Li Xiao-Li, Tan Yin-Chet, Ng See-Kiong
Knowledge Discovery Department, Institute for Infocomm Research, 21 Heng Mui Keng Terrace, Singapore 119613, Singapore.
BMC Bioinformatics. 2006 Dec 12;7 Suppl 4(Suppl 4):S23. doi: 10.1186/1471-2105-7-S4-S23.
Quantitative simultaneous monitoring of the expression levels of thousands of genes under various experimental conditions is now possible using microarray experiments. However, there are still gaps toward whole-genome functional annotation of genes using the gene expression data.

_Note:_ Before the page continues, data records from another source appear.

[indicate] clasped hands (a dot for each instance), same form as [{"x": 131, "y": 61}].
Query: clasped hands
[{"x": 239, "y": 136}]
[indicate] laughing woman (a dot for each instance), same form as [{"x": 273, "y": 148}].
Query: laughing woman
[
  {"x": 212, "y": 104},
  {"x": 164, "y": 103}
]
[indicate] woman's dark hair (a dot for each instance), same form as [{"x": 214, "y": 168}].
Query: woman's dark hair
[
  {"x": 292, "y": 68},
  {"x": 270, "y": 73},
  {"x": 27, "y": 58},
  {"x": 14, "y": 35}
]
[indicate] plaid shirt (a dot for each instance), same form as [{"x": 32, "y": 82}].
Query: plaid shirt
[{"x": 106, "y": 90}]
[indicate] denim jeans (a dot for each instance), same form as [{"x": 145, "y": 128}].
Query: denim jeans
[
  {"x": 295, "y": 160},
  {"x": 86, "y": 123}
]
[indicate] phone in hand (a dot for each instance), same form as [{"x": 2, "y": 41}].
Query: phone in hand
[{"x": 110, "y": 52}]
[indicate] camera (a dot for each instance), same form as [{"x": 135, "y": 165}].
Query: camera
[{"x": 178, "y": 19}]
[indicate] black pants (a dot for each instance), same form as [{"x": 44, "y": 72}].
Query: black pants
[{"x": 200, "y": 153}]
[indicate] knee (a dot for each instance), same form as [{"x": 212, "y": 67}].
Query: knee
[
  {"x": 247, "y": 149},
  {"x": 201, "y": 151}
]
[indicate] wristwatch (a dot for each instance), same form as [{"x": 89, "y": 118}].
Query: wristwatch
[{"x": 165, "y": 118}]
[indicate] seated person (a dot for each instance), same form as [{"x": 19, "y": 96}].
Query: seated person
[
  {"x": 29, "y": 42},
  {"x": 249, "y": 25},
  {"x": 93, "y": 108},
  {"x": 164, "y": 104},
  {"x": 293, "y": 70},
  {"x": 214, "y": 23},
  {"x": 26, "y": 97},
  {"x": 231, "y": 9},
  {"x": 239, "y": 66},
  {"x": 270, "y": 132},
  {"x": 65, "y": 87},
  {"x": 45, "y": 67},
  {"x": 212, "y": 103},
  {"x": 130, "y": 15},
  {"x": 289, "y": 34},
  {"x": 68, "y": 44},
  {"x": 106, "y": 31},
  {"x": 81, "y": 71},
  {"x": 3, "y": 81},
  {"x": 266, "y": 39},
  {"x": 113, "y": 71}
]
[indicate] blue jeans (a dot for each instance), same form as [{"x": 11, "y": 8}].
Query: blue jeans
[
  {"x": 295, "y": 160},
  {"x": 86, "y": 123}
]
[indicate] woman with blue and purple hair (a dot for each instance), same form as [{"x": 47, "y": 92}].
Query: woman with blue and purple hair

In this paper, we propose a novel technique called Fuzzy Nearest Clusters for genome-wide functional annotation of unclassified genes. The technique consists of two steps: an initial hierarchical clustering step to detect homogeneous co-expressed gene subgroups or clusters in each possibly heterogeneous functional class; followed by a classification step to predict the functional roles of the unclassified genes based on their corresponding similarities to the detected functional clusters.
Our experimental results with yeast gene expression data showed that the proposed method can accurately predict the genes' functions, even those with multiple functional roles, and the prediction performance is most independent of the underlying heterogeneity of the complex functional classes, as compared to the other conventional gene function prediction approaches.
利用微阵列实验现在可以在各种实验条件下对数千个基因的表达水平进行定量同步监测。然而,使用基因表达数据对基因进行全基因组功能注释仍存在差距。
在本文中,我们提出了一种名为模糊最近聚类的新技术,用于对未分类基因进行全基因组功能注释。该技术包括两个步骤:初始层次聚类步骤,以在每个可能异质的功能类别中检测同质共表达基因亚组或聚类;随后是分类步骤,根据未分类基因与检测到的功能聚类的相应相似性来预测其功能作用。
我们对酵母基因表达数据的实验结果表明,与其他传统基因功能预测方法相比,所提出的方法可以准确预测基因的功能,即使是具有多种功能作用的基因,并且预测性能最不受复杂功能类别的潜在异质性影响。